A self-complementary graph from a given degree sequence

Question

Consider a degree sequence of a graph with 8 vertices such as (1,2,3,3,4,4,5,6). It is straightforward to prove that this is a graphic degree sequence and, indeed, I have created at least half a dozen possibilities at random. On the face of it, based on the fact that subtracting each element of the degree sequence from 7 creates the same degree sequence, it seems that one of the simply connected graphs created from it should be self-complementary. Here's the two part question:

1) Is there any way to confirm the existence of a self-complementary simply connected graph from such a degree sequence? 2) Is there any simple algorithm for constructing it from such a sequence?

Answer 1

You can see there can't be one in this case. Either there is an edge between the nodes of valence $1$ and $6$, in which case there isn't in the complement, or there is no edge between the nodes of valence $1$ and $6$, but there is in the complement.
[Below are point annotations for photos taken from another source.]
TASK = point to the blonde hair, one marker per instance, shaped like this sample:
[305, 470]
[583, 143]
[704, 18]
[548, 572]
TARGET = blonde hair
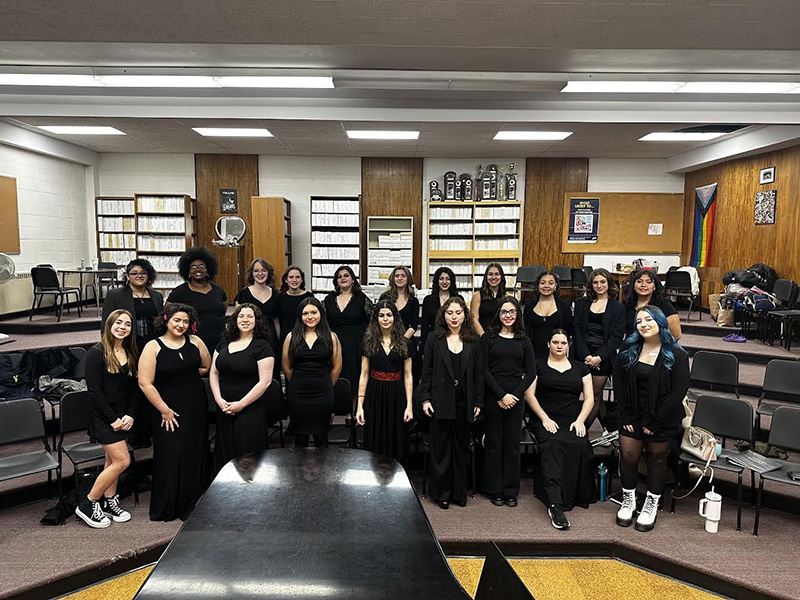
[128, 344]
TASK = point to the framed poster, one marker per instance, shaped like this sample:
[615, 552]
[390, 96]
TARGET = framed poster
[229, 201]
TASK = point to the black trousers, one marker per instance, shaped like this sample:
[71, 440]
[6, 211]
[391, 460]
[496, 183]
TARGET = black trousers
[501, 459]
[450, 457]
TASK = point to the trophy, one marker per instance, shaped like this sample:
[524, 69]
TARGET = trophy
[511, 185]
[435, 192]
[450, 185]
[466, 186]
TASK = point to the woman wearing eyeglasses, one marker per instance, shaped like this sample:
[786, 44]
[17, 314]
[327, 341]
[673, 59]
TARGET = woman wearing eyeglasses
[510, 371]
[198, 267]
[143, 303]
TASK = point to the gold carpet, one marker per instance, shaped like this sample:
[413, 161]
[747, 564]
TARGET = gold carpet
[547, 579]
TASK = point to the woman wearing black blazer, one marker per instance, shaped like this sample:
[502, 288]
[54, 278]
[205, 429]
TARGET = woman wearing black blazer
[599, 329]
[452, 395]
[143, 303]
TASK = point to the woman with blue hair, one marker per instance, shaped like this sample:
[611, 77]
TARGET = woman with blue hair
[651, 378]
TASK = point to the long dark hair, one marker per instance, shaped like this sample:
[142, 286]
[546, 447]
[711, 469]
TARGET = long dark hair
[629, 295]
[453, 289]
[298, 333]
[467, 332]
[285, 286]
[486, 290]
[496, 326]
[373, 336]
[232, 333]
[355, 290]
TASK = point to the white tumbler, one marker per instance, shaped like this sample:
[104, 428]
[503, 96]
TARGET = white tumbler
[711, 510]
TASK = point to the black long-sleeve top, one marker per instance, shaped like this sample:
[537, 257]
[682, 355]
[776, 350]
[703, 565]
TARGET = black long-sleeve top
[507, 360]
[613, 328]
[113, 395]
[666, 389]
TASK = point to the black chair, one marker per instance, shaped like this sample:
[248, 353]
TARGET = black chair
[783, 434]
[580, 282]
[714, 369]
[724, 417]
[341, 433]
[679, 284]
[526, 277]
[76, 416]
[781, 383]
[23, 421]
[46, 283]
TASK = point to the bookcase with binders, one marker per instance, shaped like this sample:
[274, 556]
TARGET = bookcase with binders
[335, 239]
[467, 236]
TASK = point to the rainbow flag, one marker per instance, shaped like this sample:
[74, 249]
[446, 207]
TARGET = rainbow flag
[705, 207]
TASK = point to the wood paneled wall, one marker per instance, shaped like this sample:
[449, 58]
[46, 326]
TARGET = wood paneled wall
[214, 172]
[546, 182]
[737, 241]
[392, 187]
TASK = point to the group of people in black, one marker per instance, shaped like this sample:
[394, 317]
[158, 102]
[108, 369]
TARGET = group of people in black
[487, 361]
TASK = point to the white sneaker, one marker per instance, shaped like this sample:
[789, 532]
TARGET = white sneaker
[647, 518]
[625, 513]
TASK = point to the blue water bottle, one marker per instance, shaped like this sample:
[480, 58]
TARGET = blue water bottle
[602, 483]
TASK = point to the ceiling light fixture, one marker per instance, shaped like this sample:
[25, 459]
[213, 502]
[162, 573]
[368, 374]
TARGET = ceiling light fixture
[356, 134]
[81, 130]
[675, 136]
[532, 135]
[232, 132]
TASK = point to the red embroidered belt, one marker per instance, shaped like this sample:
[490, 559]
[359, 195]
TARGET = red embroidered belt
[384, 376]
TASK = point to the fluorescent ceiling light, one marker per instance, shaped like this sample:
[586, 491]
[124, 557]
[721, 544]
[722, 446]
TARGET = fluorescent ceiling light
[81, 130]
[623, 87]
[48, 79]
[676, 136]
[532, 135]
[355, 134]
[737, 87]
[232, 132]
[276, 82]
[165, 81]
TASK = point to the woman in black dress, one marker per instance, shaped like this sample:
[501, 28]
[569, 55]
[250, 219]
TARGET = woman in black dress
[546, 312]
[144, 303]
[312, 361]
[510, 371]
[643, 288]
[348, 311]
[651, 378]
[599, 329]
[261, 293]
[292, 293]
[401, 294]
[444, 288]
[241, 371]
[170, 372]
[564, 478]
[452, 395]
[111, 381]
[198, 267]
[484, 302]
[386, 384]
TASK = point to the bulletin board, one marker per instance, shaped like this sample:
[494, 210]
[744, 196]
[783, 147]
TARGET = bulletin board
[630, 223]
[9, 217]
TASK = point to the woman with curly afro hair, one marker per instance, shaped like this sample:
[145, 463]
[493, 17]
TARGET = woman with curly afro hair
[198, 267]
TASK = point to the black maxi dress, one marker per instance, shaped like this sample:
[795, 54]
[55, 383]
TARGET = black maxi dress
[269, 311]
[245, 431]
[310, 391]
[349, 326]
[564, 477]
[179, 456]
[384, 406]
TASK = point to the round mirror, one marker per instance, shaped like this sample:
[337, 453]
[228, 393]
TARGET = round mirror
[230, 229]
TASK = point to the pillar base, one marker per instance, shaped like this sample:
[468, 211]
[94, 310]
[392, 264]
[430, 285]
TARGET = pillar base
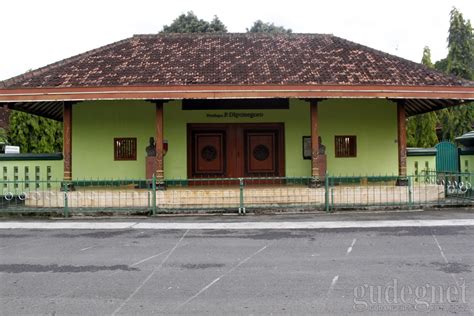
[402, 182]
[316, 183]
[160, 185]
[67, 186]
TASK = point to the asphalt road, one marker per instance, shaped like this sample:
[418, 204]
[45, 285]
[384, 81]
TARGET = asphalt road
[250, 272]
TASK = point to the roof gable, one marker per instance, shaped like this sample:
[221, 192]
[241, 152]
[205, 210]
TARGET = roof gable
[232, 59]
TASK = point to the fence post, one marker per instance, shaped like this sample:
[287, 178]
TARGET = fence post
[66, 209]
[153, 194]
[241, 196]
[326, 193]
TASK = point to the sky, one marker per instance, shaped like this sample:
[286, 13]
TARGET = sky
[36, 33]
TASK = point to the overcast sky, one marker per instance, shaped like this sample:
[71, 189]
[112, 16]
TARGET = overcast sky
[38, 32]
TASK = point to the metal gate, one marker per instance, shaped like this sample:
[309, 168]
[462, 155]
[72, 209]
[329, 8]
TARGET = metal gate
[447, 157]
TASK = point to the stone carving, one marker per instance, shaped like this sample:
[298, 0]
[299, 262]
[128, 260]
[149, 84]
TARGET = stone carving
[151, 148]
[322, 148]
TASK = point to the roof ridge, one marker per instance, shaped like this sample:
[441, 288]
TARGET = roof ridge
[7, 82]
[229, 34]
[431, 70]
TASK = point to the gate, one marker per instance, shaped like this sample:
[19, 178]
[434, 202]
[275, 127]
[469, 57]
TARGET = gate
[447, 157]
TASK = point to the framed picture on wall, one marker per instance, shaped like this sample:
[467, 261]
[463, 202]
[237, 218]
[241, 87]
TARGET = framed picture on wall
[307, 147]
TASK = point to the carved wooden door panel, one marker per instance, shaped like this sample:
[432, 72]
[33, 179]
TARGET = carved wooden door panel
[261, 153]
[235, 150]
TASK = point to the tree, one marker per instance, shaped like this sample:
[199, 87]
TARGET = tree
[190, 23]
[421, 129]
[262, 27]
[458, 120]
[460, 46]
[34, 134]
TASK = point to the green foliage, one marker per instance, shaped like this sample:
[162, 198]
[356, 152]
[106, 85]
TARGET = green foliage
[460, 45]
[458, 120]
[426, 59]
[262, 27]
[190, 23]
[441, 65]
[34, 134]
[3, 136]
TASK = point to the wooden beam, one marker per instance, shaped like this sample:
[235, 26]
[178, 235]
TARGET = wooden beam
[461, 93]
[159, 173]
[67, 140]
[314, 138]
[402, 140]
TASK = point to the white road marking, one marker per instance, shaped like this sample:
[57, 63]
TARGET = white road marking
[351, 246]
[237, 225]
[84, 249]
[221, 276]
[440, 249]
[333, 283]
[149, 258]
[155, 269]
[447, 262]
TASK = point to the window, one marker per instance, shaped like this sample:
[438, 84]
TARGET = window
[125, 149]
[346, 146]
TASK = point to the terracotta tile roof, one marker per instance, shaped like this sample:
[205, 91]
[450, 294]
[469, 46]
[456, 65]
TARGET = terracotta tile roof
[233, 59]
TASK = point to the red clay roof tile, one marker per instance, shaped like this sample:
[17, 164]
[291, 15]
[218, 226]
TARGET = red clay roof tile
[232, 59]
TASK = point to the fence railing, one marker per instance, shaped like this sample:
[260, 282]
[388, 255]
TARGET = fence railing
[234, 194]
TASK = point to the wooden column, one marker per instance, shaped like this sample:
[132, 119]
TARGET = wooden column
[314, 139]
[159, 173]
[67, 140]
[402, 143]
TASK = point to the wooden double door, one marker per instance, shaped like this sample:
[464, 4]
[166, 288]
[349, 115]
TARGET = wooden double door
[235, 150]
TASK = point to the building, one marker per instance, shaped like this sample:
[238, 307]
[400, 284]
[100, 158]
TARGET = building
[233, 105]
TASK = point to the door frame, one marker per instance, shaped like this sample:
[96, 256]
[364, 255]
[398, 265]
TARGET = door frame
[235, 134]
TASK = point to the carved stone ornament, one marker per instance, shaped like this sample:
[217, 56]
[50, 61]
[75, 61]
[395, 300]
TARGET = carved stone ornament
[209, 153]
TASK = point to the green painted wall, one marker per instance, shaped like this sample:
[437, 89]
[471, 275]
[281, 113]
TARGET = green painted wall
[8, 169]
[374, 122]
[466, 163]
[296, 122]
[95, 125]
[416, 164]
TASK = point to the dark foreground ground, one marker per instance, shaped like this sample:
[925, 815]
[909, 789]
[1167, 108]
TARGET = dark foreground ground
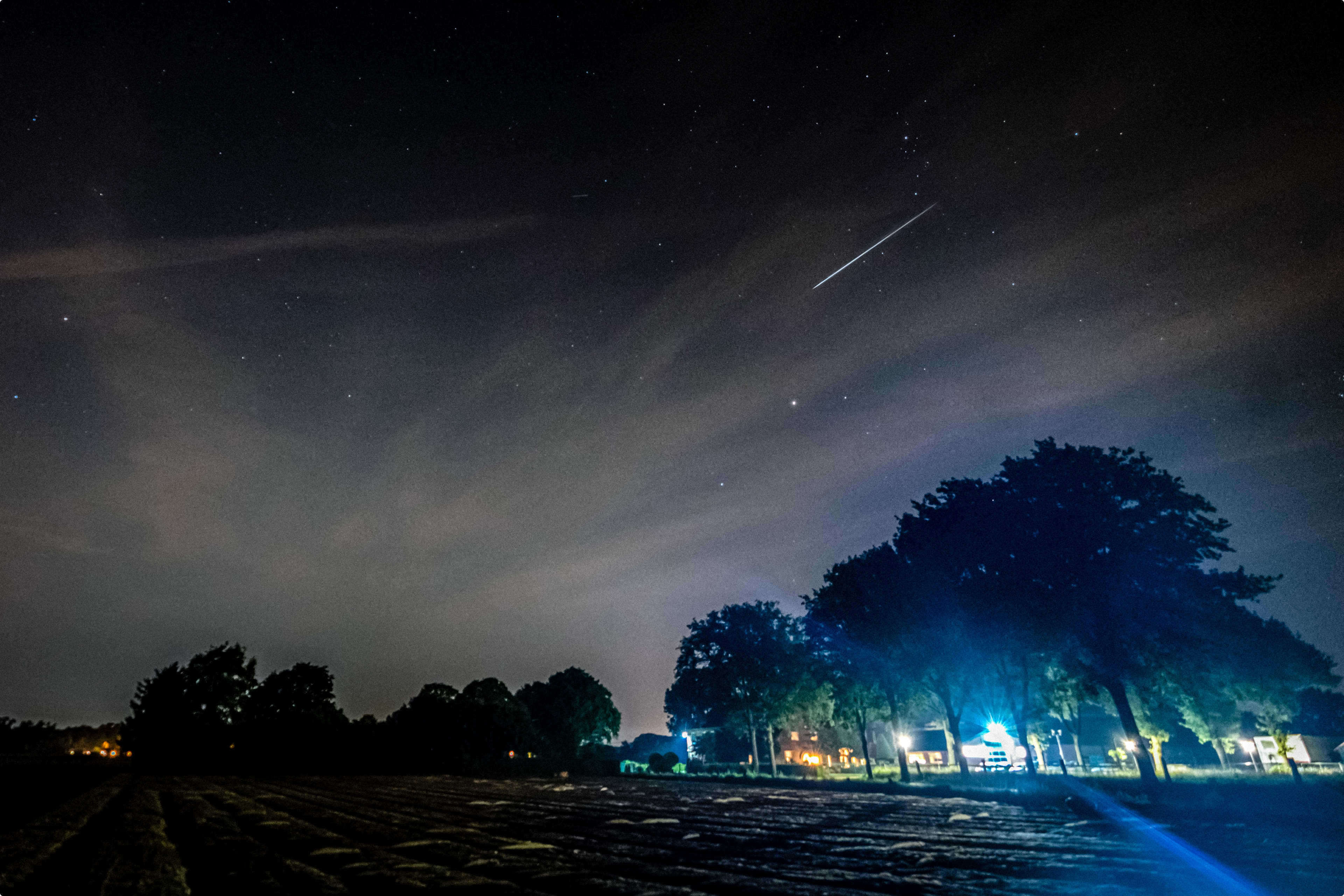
[402, 835]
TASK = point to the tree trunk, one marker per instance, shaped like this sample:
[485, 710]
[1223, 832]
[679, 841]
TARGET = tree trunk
[756, 753]
[1116, 688]
[961, 754]
[1222, 754]
[769, 734]
[1022, 714]
[862, 718]
[952, 730]
[897, 724]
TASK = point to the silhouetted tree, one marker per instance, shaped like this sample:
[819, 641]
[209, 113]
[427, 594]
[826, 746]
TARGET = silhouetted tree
[1064, 696]
[744, 667]
[491, 722]
[26, 737]
[422, 730]
[299, 695]
[185, 713]
[867, 626]
[1097, 558]
[291, 714]
[572, 710]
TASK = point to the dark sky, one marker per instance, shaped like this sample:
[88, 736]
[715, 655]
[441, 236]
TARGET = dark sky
[433, 346]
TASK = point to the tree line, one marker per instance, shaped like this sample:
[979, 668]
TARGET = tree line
[213, 711]
[1073, 575]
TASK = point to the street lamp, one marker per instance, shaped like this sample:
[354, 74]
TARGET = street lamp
[1059, 743]
[1249, 746]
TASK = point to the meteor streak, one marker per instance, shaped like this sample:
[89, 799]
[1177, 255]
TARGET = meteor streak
[875, 245]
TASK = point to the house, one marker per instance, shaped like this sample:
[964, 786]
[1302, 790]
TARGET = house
[1303, 749]
[929, 747]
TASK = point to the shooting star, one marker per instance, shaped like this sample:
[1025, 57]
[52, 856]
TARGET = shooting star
[875, 245]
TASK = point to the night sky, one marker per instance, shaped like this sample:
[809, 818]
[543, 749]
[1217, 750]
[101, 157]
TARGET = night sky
[433, 346]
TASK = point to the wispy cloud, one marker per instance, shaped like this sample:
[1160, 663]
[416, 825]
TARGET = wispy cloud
[132, 256]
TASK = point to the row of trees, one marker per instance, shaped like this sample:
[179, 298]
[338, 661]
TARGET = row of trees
[214, 708]
[1073, 575]
[46, 738]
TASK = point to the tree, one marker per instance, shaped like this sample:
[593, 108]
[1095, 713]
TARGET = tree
[1156, 721]
[189, 711]
[572, 710]
[1064, 696]
[300, 696]
[1208, 706]
[863, 624]
[488, 722]
[1100, 559]
[1288, 665]
[742, 667]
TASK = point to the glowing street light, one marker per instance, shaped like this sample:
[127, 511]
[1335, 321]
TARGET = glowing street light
[1249, 746]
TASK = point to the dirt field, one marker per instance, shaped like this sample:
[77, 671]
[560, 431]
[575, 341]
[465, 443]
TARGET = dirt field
[607, 836]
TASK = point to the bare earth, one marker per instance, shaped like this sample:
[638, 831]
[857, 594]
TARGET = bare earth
[609, 836]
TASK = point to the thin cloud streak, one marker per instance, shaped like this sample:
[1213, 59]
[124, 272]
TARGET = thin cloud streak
[136, 256]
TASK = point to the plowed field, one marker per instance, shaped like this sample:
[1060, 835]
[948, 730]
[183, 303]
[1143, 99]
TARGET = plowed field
[605, 836]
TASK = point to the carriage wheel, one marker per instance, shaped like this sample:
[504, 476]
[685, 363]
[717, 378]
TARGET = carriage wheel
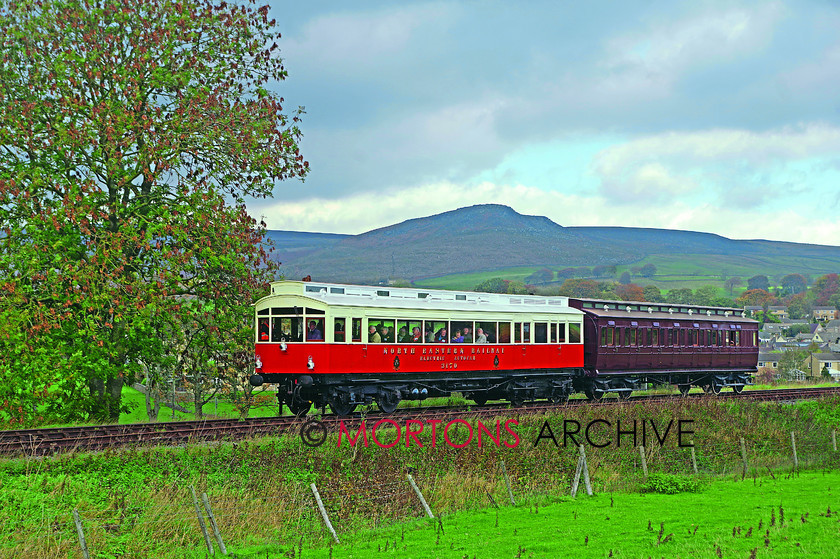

If $a_1\leq a_2\leq\cdots\leq a_n$ are the valences you want, define for each $a,$ the value $k_a=\left\{i\mid a_i=a\right\}$. You then need:

1. $a_i+a_{n+1-i}=n-1$ for all $i=1,\dots,n.$
2. $n\equiv 0,1\pmod 4$ since otherwise $\binom{n}{2}$ is odd, and thus the complement of a graph has a different number of edges as the graph.
3. If $a\neq (n-1)/2$ then $k_a$ must be even. Otherwise, if we take the bipartite subgraph of edges from the $k_a$ nodes of valence $a$ to the $k_a$ nodes of valence $n-1-a$, it would have to be half of the complete bipartite graph edges, which has $k_a^2$ elements. If $k_a$ is odd, then $k_a^2$ is odd, so this is not possible. (This is a generalization for your initial case.)
4. If $n$ is odd, then $k_{(n-1)/2}\equiv 1\pmod{4}$. Taking the subgraph of nodes of valence $(n-1)/2$, it must be self-complementary, and thus $\binom{k_{(n-1)/2}}{2}$ must be even. This means you need $k_{(n-1)/2}\equiv 0,1\pmod 4$. But if $n$ is odd, then you need $k_{(n-1)/2}$ odd, by the symmetry of $a_1\leq a_2\leq\cdots \leq a_n.$ So you need $k_{(n-1)/2}\equiv 1\pmod{4}$.

I still don't have a sufficient condition.